What does great coaching look like? How do you measure it? These are very hard questions that will forever be debated, but in order to maintain the highest quality of coaching and in order to continuously improve, these are questions that we needed to answer for ourselves at The Spike Lab. So we spent the last 6 months debating and iterating until we arrived on an answer; one that we’re very proud of so much so that we wanted to lift up the hood and share it with you. We’ll keep iterating on this so feedback is very welcome!
The Spike Lab’s 4 Dimensions Of High Quality Coaching:
Great Spike coaching requires excellence in four key dimensions that we label as impact, relationship, session management and style. We carefully define all four as follows:
IMPACT
- Outcomes: The student is on track to having a great Spike and getting into a top US college.
- Growth: The student is learning our achievement skills and being pushed to experience personal growth as fast as possible while not losing flow.
- Efficiency: The value per minute is maximized.
- Wowed: The student has recently been “wowed”, meaning that something stands out to the student as particularly awesome and delighting.
- Unblocked: The coach has identified and resolved the student’s most critical problems and concerns.
RELATIONSHIP
- Energy: The coach helps the student maintain high and positive energy throughout the session. The student is feeling hopeful, confident and motivated.
- Informedness: The coach knows the student and the student’s life inside and out (especially the most relevant categories) and stays up-to-date on it as it evolves.
- Trust: The student feels comfortable around the coach (and vice-versa). The student feels safe expressing grief/sadness/anxiety. The coach role-models it. The student shows vulnerability.
- Rapport: There is good chemistry. It feels like there are shared-values. The student feels cared about. The student reciprocates and wants to know things about the coach.
SESSION MANAGEMENT
- Session Flow: The sessions flow smoothly. The coach is very familiar with The Spike Lab Curriculum.
- Student’s Flow: Sessions are not too easy but not too challenging for the student.
- Organization: The agenda is fully covered or adjusted skillfully if appropriate. Time is managed skillfully. Low-priority Curriculum modules are cut if necessary. Lesson plans are also sped-up when necessary.
- Preparedness: The coach is fully prepared for the session, having reviewed all necessary materials beforehand.

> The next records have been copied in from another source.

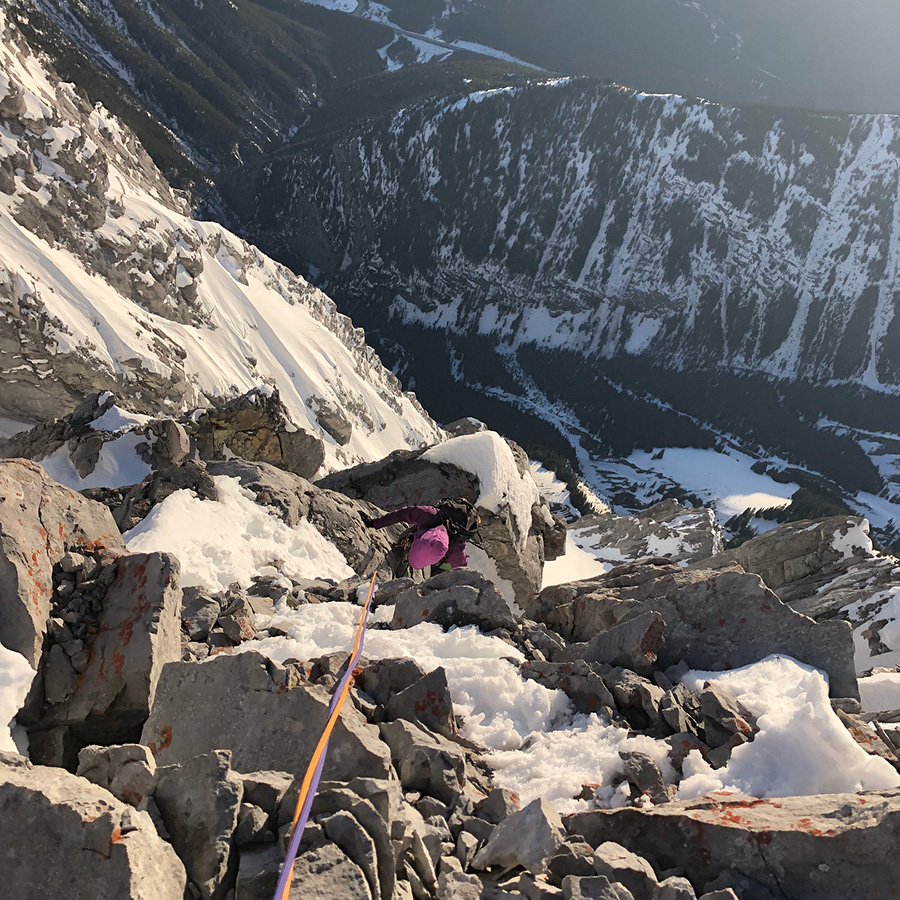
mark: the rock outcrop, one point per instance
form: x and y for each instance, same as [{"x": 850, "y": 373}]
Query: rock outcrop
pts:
[
  {"x": 41, "y": 521},
  {"x": 101, "y": 846},
  {"x": 830, "y": 846}
]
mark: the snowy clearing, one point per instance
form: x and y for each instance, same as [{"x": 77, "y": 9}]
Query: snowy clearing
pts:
[{"x": 220, "y": 542}]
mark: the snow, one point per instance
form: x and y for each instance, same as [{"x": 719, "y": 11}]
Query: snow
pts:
[
  {"x": 230, "y": 539},
  {"x": 575, "y": 565},
  {"x": 880, "y": 692},
  {"x": 724, "y": 481},
  {"x": 501, "y": 485},
  {"x": 118, "y": 465},
  {"x": 889, "y": 633},
  {"x": 117, "y": 419},
  {"x": 16, "y": 676},
  {"x": 801, "y": 748}
]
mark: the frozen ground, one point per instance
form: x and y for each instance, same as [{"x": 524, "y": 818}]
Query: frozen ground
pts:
[{"x": 724, "y": 481}]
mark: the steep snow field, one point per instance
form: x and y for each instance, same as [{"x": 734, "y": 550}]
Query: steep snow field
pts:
[{"x": 216, "y": 317}]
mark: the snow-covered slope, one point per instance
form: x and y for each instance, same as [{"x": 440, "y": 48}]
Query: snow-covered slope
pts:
[{"x": 107, "y": 283}]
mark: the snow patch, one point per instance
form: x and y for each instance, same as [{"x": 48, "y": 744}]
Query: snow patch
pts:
[{"x": 230, "y": 539}]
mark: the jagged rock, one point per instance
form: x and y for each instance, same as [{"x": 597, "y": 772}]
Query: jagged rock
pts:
[
  {"x": 139, "y": 632},
  {"x": 670, "y": 529},
  {"x": 594, "y": 887},
  {"x": 459, "y": 886},
  {"x": 199, "y": 613},
  {"x": 427, "y": 702},
  {"x": 266, "y": 790},
  {"x": 641, "y": 771},
  {"x": 621, "y": 866},
  {"x": 674, "y": 888},
  {"x": 382, "y": 679},
  {"x": 425, "y": 762},
  {"x": 724, "y": 716},
  {"x": 101, "y": 847},
  {"x": 199, "y": 803},
  {"x": 407, "y": 478},
  {"x": 528, "y": 838},
  {"x": 252, "y": 826},
  {"x": 572, "y": 858},
  {"x": 245, "y": 703},
  {"x": 580, "y": 610},
  {"x": 732, "y": 620},
  {"x": 457, "y": 597},
  {"x": 127, "y": 771},
  {"x": 40, "y": 521},
  {"x": 332, "y": 513},
  {"x": 326, "y": 874},
  {"x": 257, "y": 426},
  {"x": 634, "y": 644},
  {"x": 806, "y": 554},
  {"x": 724, "y": 834},
  {"x": 581, "y": 684}
]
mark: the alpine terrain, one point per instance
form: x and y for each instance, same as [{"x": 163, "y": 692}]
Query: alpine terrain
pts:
[{"x": 666, "y": 667}]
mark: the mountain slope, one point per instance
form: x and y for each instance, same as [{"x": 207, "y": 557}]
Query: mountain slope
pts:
[{"x": 107, "y": 283}]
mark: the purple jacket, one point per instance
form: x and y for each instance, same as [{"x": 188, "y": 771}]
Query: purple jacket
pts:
[{"x": 425, "y": 515}]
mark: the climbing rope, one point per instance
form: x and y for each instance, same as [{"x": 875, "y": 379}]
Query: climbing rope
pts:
[{"x": 314, "y": 769}]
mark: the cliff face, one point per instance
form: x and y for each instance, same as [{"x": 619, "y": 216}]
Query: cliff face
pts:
[
  {"x": 567, "y": 214},
  {"x": 108, "y": 284}
]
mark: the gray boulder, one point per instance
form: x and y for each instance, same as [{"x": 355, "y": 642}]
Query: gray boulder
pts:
[
  {"x": 127, "y": 771},
  {"x": 731, "y": 620},
  {"x": 40, "y": 521},
  {"x": 854, "y": 834},
  {"x": 326, "y": 873},
  {"x": 258, "y": 427},
  {"x": 251, "y": 706},
  {"x": 333, "y": 514},
  {"x": 199, "y": 803},
  {"x": 457, "y": 597},
  {"x": 100, "y": 846},
  {"x": 528, "y": 838},
  {"x": 138, "y": 632},
  {"x": 621, "y": 866},
  {"x": 670, "y": 529},
  {"x": 427, "y": 702},
  {"x": 426, "y": 762},
  {"x": 407, "y": 478}
]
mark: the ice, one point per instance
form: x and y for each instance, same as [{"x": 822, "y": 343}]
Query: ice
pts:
[
  {"x": 880, "y": 692},
  {"x": 489, "y": 457},
  {"x": 232, "y": 539}
]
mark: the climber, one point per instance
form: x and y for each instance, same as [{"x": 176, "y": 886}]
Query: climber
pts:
[{"x": 436, "y": 537}]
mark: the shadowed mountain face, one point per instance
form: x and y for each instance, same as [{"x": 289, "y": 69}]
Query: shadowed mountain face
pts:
[{"x": 628, "y": 231}]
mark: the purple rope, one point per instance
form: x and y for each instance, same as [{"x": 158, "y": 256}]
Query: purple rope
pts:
[{"x": 297, "y": 833}]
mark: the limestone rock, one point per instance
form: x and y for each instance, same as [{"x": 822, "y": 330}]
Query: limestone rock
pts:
[
  {"x": 670, "y": 529},
  {"x": 621, "y": 866},
  {"x": 528, "y": 838},
  {"x": 712, "y": 835},
  {"x": 127, "y": 771},
  {"x": 427, "y": 702},
  {"x": 101, "y": 847},
  {"x": 457, "y": 597},
  {"x": 199, "y": 802},
  {"x": 40, "y": 521},
  {"x": 244, "y": 703}
]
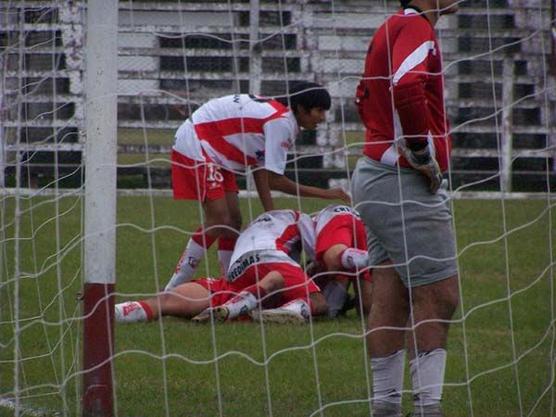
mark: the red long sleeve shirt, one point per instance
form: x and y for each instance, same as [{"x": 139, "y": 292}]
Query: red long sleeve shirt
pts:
[{"x": 401, "y": 92}]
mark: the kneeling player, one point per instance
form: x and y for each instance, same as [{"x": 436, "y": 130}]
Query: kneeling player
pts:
[
  {"x": 263, "y": 249},
  {"x": 189, "y": 299},
  {"x": 341, "y": 246},
  {"x": 261, "y": 270}
]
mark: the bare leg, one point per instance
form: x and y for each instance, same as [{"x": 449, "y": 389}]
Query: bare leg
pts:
[
  {"x": 430, "y": 302},
  {"x": 390, "y": 308},
  {"x": 185, "y": 300},
  {"x": 229, "y": 235},
  {"x": 216, "y": 216},
  {"x": 433, "y": 307}
]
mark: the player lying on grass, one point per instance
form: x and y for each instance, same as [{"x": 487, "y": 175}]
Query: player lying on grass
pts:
[
  {"x": 261, "y": 270},
  {"x": 229, "y": 135},
  {"x": 192, "y": 298},
  {"x": 335, "y": 238},
  {"x": 341, "y": 257}
]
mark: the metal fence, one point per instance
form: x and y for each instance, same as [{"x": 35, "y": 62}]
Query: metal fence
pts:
[{"x": 174, "y": 56}]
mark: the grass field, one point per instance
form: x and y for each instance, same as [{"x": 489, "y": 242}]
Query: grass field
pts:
[{"x": 501, "y": 358}]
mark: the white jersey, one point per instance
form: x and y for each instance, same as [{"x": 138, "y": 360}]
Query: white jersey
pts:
[
  {"x": 239, "y": 130},
  {"x": 277, "y": 231},
  {"x": 328, "y": 213}
]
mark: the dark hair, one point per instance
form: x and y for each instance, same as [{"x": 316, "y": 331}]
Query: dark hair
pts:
[{"x": 307, "y": 95}]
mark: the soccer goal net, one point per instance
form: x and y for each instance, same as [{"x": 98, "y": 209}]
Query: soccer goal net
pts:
[{"x": 88, "y": 117}]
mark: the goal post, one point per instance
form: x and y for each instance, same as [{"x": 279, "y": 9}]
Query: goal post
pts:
[{"x": 100, "y": 207}]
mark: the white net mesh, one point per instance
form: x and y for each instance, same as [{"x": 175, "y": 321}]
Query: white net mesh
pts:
[{"x": 173, "y": 56}]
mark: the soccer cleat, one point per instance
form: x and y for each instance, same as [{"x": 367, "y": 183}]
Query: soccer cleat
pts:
[
  {"x": 290, "y": 313},
  {"x": 129, "y": 312},
  {"x": 386, "y": 409},
  {"x": 220, "y": 313},
  {"x": 202, "y": 317},
  {"x": 427, "y": 411}
]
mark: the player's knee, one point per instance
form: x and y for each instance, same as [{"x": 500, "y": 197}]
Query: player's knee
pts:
[
  {"x": 235, "y": 222},
  {"x": 332, "y": 258},
  {"x": 272, "y": 282},
  {"x": 318, "y": 304}
]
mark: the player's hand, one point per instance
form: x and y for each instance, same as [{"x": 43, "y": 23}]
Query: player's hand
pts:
[
  {"x": 339, "y": 194},
  {"x": 423, "y": 162}
]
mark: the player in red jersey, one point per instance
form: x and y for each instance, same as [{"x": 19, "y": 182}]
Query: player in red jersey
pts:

- Adaptability: The coach is effective at identifying opportunities to go off-agenda and/or curriculum when necessary to better personalize the coaching experience. The coach is effective at developing new modules and lesson plans.
STYLE
- Application of coaching fundamentals: The coach balances inquiry and advice, uses effective examples, gives-receives-solicits feedback, notices & leverages transformational opportunities, etc
- Application of expertise: The coach applies their own life experience and knowledge beyond that of the lesson plan — i.e. lots of examples, personal experience to draw from.

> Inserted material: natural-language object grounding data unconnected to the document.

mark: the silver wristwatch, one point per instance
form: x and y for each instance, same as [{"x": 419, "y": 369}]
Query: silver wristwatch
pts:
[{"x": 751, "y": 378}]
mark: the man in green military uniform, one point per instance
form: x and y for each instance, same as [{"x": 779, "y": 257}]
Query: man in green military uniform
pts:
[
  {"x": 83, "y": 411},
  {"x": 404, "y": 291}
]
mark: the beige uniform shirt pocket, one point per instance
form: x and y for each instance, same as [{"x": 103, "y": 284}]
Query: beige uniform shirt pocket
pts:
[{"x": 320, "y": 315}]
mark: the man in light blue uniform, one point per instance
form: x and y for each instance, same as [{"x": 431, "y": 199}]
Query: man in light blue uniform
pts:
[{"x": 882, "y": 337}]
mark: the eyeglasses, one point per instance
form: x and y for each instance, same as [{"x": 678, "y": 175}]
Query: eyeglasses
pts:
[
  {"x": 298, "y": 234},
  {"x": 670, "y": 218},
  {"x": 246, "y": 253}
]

- Improvisation Coaching: The coach is good at thinking on the spot. The coach is adept at coming up with good questions and examples in the moment and adjusting modules and style according to the context of the situation.

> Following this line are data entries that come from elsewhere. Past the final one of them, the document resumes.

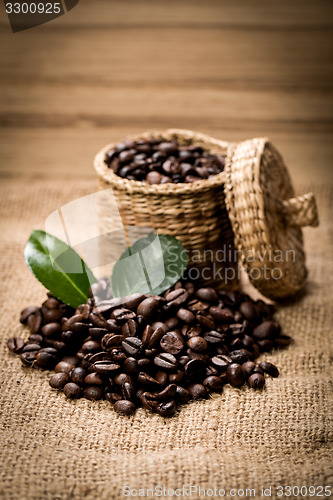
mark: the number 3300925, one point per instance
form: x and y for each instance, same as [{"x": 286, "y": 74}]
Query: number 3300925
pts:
[{"x": 33, "y": 8}]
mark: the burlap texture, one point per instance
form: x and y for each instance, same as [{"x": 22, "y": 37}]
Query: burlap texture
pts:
[{"x": 53, "y": 448}]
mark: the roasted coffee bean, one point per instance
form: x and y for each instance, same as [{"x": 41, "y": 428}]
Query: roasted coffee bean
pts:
[
  {"x": 221, "y": 315},
  {"x": 269, "y": 368},
  {"x": 46, "y": 360},
  {"x": 198, "y": 355},
  {"x": 176, "y": 377},
  {"x": 221, "y": 362},
  {"x": 132, "y": 346},
  {"x": 166, "y": 361},
  {"x": 198, "y": 391},
  {"x": 236, "y": 329},
  {"x": 71, "y": 359},
  {"x": 78, "y": 375},
  {"x": 111, "y": 340},
  {"x": 168, "y": 393},
  {"x": 132, "y": 301},
  {"x": 121, "y": 378},
  {"x": 205, "y": 320},
  {"x": 248, "y": 310},
  {"x": 124, "y": 407},
  {"x": 153, "y": 177},
  {"x": 176, "y": 298},
  {"x": 159, "y": 324},
  {"x": 51, "y": 303},
  {"x": 131, "y": 365},
  {"x": 34, "y": 321},
  {"x": 106, "y": 367},
  {"x": 162, "y": 377},
  {"x": 112, "y": 326},
  {"x": 266, "y": 330},
  {"x": 35, "y": 338},
  {"x": 97, "y": 320},
  {"x": 201, "y": 344},
  {"x": 63, "y": 367},
  {"x": 128, "y": 391},
  {"x": 130, "y": 328},
  {"x": 29, "y": 347},
  {"x": 122, "y": 315},
  {"x": 97, "y": 333},
  {"x": 166, "y": 408},
  {"x": 72, "y": 391},
  {"x": 240, "y": 356},
  {"x": 27, "y": 312},
  {"x": 186, "y": 316},
  {"x": 283, "y": 341},
  {"x": 148, "y": 307},
  {"x": 168, "y": 147},
  {"x": 91, "y": 346},
  {"x": 156, "y": 337},
  {"x": 59, "y": 380},
  {"x": 172, "y": 323},
  {"x": 148, "y": 400},
  {"x": 182, "y": 395},
  {"x": 197, "y": 344},
  {"x": 172, "y": 343},
  {"x": 194, "y": 367},
  {"x": 265, "y": 345},
  {"x": 257, "y": 369},
  {"x": 52, "y": 315},
  {"x": 235, "y": 345},
  {"x": 207, "y": 294},
  {"x": 51, "y": 329},
  {"x": 248, "y": 368},
  {"x": 214, "y": 338},
  {"x": 15, "y": 344},
  {"x": 235, "y": 375},
  {"x": 213, "y": 383},
  {"x": 93, "y": 379},
  {"x": 256, "y": 381},
  {"x": 146, "y": 380},
  {"x": 112, "y": 397}
]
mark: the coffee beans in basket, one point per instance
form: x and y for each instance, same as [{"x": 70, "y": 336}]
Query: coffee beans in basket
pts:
[
  {"x": 155, "y": 352},
  {"x": 159, "y": 162}
]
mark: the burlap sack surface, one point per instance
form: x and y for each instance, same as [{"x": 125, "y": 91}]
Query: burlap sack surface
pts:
[{"x": 53, "y": 448}]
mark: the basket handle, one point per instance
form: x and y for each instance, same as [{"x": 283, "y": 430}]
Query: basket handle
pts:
[{"x": 301, "y": 211}]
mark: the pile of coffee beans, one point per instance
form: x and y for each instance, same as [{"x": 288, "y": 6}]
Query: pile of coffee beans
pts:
[
  {"x": 157, "y": 352},
  {"x": 158, "y": 162}
]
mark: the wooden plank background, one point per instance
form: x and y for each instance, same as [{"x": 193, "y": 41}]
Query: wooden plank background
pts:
[{"x": 233, "y": 69}]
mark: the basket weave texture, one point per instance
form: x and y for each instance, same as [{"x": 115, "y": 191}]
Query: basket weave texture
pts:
[{"x": 250, "y": 207}]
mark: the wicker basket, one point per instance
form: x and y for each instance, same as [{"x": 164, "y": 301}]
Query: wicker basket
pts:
[
  {"x": 250, "y": 207},
  {"x": 195, "y": 213}
]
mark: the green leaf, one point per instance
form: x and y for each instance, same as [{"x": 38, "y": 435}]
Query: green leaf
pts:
[
  {"x": 50, "y": 260},
  {"x": 152, "y": 265}
]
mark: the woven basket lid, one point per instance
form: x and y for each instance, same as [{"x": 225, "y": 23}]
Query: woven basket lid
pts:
[{"x": 266, "y": 217}]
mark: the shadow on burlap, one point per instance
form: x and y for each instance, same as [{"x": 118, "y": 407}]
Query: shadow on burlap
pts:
[{"x": 53, "y": 448}]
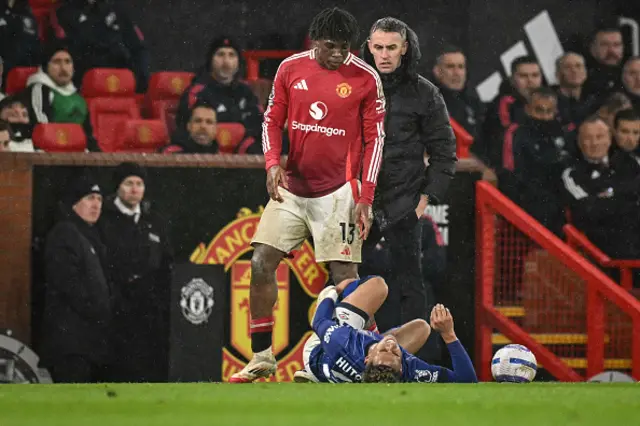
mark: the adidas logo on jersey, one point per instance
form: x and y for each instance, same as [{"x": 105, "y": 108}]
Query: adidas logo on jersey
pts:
[{"x": 301, "y": 85}]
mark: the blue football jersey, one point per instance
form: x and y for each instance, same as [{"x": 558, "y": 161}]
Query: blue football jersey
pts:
[{"x": 340, "y": 356}]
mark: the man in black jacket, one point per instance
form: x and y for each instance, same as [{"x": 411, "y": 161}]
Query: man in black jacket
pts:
[
  {"x": 139, "y": 259},
  {"x": 219, "y": 86},
  {"x": 78, "y": 299},
  {"x": 417, "y": 122},
  {"x": 603, "y": 205},
  {"x": 536, "y": 152},
  {"x": 101, "y": 34}
]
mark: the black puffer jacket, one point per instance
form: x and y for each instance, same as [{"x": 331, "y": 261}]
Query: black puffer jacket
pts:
[{"x": 417, "y": 120}]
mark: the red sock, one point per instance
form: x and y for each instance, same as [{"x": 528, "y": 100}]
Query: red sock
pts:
[{"x": 261, "y": 330}]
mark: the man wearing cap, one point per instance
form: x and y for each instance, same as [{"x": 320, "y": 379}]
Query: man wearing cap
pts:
[
  {"x": 218, "y": 85},
  {"x": 51, "y": 97},
  {"x": 77, "y": 306},
  {"x": 139, "y": 260}
]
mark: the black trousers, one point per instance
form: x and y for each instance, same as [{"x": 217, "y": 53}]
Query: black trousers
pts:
[{"x": 407, "y": 299}]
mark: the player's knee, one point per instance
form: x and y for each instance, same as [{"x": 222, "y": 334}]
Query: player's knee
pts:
[
  {"x": 381, "y": 287},
  {"x": 264, "y": 262}
]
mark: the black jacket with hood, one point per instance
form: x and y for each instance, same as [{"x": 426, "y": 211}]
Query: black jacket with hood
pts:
[{"x": 417, "y": 121}]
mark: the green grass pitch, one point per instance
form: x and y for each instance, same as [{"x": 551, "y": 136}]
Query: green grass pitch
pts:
[{"x": 287, "y": 404}]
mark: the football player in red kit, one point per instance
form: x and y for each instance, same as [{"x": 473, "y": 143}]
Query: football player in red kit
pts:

- Communication: The coach uses clear and concise explanations, clear pronunciation, and words and concepts they understand and can related to, etc. This applies for verbal communication during coaching sessions as much as non-verbal communication and even written communication during and between sessions when communicating by email, LINE, etc.
- Professionalism: The coach conducts the session smoothly and seamlessly. This includes no technical problems, a punctual start and end, respectful dialogue, and professional attire and demeanor.
This article lays out exactly how we, at The Spike Lab, define great Spike Coaching. But it isn’t just a thought exercise. We built an evaluation rubric that’s derived from this definition that enables us to quantitatively evaluate, measure and therefore track our coaching quality. After every single student coaching session, our coaches spend a few minutes evaluating themselves. Students are also asked to evaluate their coaches every week, and The Spike Lab coaches peer-evaluate each other periodically. This ensures that our coaches are aware of their strengths and weakness, and it helps them continuously improve. It also gives The Spike Lab as an organization a dynamic quality management tool to ensure that all coaches are always upholding our very high standards of quality.
When we interview prospective new coaches, we always ask them, “how do you define great teaching or coaching?” We ask this because we know it’s one of the best indicators of a great coach. If a coach can’t visualize for him or herself what greatness looks like, then they’re likely not to be very ‘great’. The best coaches, and teachers for that matter, are not only thinking about what it means to be great but are also always evaluating themselves. These evaluations are a source of feedback that enables them to continuously be improving.